If you are on the Windows platform Nsight Visual Studio Edition CUDA profiler supports collection of source correlated counters that will accurately show you inst_executed, thread_inst_executed, not_predicated_off_thread_inst_exectued, branch_executed, branch_taken, divergent_branch_executed, and many memory statistics per SASS instructions. These counters values are rolled up to PTX and high level source code.

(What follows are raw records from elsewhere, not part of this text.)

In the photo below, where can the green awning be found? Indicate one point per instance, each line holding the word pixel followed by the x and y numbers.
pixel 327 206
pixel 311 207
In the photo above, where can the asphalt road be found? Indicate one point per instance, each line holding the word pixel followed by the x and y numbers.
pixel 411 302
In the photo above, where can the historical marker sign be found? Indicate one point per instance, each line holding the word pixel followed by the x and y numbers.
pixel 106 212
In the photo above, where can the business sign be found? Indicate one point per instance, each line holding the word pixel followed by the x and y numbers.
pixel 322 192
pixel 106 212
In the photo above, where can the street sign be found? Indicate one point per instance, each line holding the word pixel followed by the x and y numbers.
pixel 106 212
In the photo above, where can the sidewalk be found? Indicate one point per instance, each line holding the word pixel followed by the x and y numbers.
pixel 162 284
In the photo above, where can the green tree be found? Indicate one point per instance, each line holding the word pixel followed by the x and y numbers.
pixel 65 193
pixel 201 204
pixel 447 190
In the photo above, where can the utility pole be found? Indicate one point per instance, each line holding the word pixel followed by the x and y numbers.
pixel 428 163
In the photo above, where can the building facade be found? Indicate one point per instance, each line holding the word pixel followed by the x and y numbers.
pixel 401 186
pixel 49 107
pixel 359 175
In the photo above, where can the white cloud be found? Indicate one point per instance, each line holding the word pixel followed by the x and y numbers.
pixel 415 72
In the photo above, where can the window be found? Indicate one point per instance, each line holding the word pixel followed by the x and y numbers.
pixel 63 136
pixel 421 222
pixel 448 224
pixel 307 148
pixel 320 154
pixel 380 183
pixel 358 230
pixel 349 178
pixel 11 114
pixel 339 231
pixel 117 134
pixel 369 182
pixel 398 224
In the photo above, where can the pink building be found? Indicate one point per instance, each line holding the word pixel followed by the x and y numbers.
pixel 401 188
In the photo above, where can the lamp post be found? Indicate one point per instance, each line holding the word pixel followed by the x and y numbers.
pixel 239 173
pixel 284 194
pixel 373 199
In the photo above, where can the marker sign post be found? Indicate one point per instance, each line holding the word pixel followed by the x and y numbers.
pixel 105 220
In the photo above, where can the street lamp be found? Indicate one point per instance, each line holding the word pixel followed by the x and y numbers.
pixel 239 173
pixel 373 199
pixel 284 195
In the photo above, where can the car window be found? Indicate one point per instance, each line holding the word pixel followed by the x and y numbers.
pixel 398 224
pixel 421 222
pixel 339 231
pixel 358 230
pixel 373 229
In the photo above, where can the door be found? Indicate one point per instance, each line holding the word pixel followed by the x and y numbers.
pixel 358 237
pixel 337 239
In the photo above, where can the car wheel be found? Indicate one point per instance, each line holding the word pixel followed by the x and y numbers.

Fermi and Kepler architectures support counters for assessing the efficiency of your memory accesses to L1 and bank conflicts to shared memory. The nvprof metrics are:
shared_replay_overhead: Average number of replays due to shared memory conflicts for each instruction executed
global_replay_overhead: Average number of replays due to local memory cache misses for each instruction executed
global_cache_replay_overhead: Average number of replays due to global memory cache misses for each instruction executed
local_load_transactions_per_request: Average number of local memory load transactions performed for each local memory load
local_store_transactions_per_request: Average number of local memory store transactions performed for each local memory store
shared_load_transactions_per_request: Average number of shared memory load transactions performed for each shared memory load
shared_store_transactions_per_request: Average number of shared memory store transactions performed for each shared memory store
gld_transactions_per_request: Average number of global memory load transactions performed for each global memory load
gst_transactions_per_request: Average number of global memory store transactions performed for each global memory store
local_load_transactions: Number of local memory load transactions
local_store_transactions: Number of local memory store transactions
shared_load_transactions: Number of shared memory load transactions
shared_store_transactions: Number of shared memory store transactions
gld_transactions: Number of global memory load transactions
gst_transactions: Number of global memory store transactions
If you run the Visual Profiler memory analysis and any of the transactions per request values are high the analysis will provide you a link to the source line responsible for the memory operation.